Monkey Blue
AtrásAnálisis de Monkey Blue: El Híbrido de Gastrobar y Discoteca en Membrilla
Monkey Blue, ubicado en la Calle Paseos del Espino de Membrilla, se presenta como una propuesta dual que busca capturar al público desde la cena hasta las últimas copas de la noche. Este establecimiento funciona como un gastrobar en las primeras horas para luego transformarse en un animado pub, ofreciendo una solución integral para el ocio nocturno del fin de semana, ya que su actividad se concentra exclusivamente de viernes a domingo.

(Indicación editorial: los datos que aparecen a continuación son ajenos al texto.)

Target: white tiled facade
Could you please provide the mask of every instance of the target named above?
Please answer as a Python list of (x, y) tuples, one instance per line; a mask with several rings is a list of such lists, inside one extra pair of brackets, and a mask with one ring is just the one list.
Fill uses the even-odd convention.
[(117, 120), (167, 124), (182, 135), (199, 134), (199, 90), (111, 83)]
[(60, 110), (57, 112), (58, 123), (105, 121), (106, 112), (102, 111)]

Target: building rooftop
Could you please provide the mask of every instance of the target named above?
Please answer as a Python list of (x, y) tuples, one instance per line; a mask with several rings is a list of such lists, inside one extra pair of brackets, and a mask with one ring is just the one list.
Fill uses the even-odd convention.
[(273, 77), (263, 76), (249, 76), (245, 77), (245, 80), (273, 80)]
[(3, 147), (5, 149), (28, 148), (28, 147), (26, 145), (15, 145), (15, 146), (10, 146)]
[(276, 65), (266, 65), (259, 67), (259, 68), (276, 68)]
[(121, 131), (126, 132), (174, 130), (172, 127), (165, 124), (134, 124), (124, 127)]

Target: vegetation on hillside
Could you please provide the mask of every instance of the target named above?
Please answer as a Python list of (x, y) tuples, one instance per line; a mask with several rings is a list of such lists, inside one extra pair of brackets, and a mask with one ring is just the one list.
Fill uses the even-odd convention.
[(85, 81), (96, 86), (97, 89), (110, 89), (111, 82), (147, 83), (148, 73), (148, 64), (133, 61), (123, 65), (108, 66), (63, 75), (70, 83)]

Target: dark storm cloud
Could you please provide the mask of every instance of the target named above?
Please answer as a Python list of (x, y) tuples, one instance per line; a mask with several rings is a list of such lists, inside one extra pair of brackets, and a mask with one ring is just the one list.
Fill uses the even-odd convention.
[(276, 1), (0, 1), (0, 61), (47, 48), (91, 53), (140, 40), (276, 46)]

La Experiencia Gastronómica: Entre la Grata Sorpresa y la Decepción
La oferta culinaria de Monkey Blue genera opiniones marcadamente divididas, lo que sugiere una notable inconsistencia. Por un lado, varios clientes que conocían el local en su anterior etapa, puramente como un bar de copas, han quedado gratamente sorprendidos con su evolución. Describen la comida como "muy bien elaborada y con variedad" y "muy rica", destacando una transformación positiva que lo ha posicionado como uno de los bares para cenar a tener en cuenta en la zona.
Sin embargo, esta visión positiva choca frontalmente con experiencias muy negativas reportadas por otros comensales. Una de las críticas más detalladas califica la cena como una "gran vergüenza". Se mencionan problemas graves en la calidad de los platos, como hamburguesas con partes crudas y un tamaño desproporcionadamente pequeño en relación con el precio del menú. Los platos para compartir tampoco salen bien parados, con quejas sobre raciones mínimas —como un finger de pollo para cada cuatro personas— y recetas que no se corresponden con lo ofertado, como unos nachos que llegaron sin el queso gratinado prometido. Esta disparidad de opiniones es un factor de riesgo importante para quien decida visitarlo.
Servicio y Ambiente: Un Reflejo de la Inconsistencia
El trato al cliente es otro punto de fuerte controversia. Múltiples reseñas alaban la simpatía y profesionalidad de los camareros, describiendo el servicio como "muy bueno" y "agradable", incluso en momentos de máxima afluencia. Estos clientes destacan también la buena atmósfera del local, que invita a quedarse a tomar algo tras la cena en su sala disco.
No obstante, existe un testimonio que contradice radicalmente esta percepción, hablando de un "tratado de los camareros una vergüenza". El punto más conflictivo de esta crítica es la negativa del personal a servir un vaso de agua del grifo. Es fundamental señalar que, desde la entrada en vigor de la Ley de Residuos y Suelos Contaminados en abril de 2022, todos los establecimientos de hostelería en España están obligados a ofrecer agua no envasada de forma gratuita a los clientes que consuman otros productos. El supuesto incumplimiento de esta normativa es una falta grave que empaña la imagen del local y denota un fallo significativo en el servicio.
Decoración y Concepto
Donde parece haber un mayor consenso es en la estética del lugar. Calificada como "muy chula", la decoración de Monkey Blue contribuye a crear ese ambiente moderno y atractivo que se espera de un local de estas características. La capacidad de mutar de un restaurante a una pista de baile es su principal atractivo. Para aquellos que buscan un lugar donde cenar y luego disfrutar de cócteles y música sin cambiar de sitio, la propuesta es, en teoría, ideal. La cerveza, según los clientes satisfechos, se sirve "muy fresquita", un detalle apreciado en cualquier bar.
Una Apuesta con Riesgos
Monkey Blue ofrece un concepto interesante y completo en Membrilla: un espacio versátil que combina restauración y ocio nocturno. Su ambiente y decoración son puntos a favor, y cuenta con un historial de clientes que han disfrutado de buena comida y un servicio amable. Sin embargo, las críticas negativas son específicas, detalladas y apuntan a fallos críticos tanto en la cocina como en el servicio al cliente, incluyendo el presunto incumplimiento de la normativa vigente. Los potenciales clientes deben ser conscientes de esta dualidad. La visita puede resultar en una noche redonda o en una experiencia decepcionante. La clave parece estar en la consistencia, un aspecto que Monkey Blue necesita afianzar para consolidar su reputación.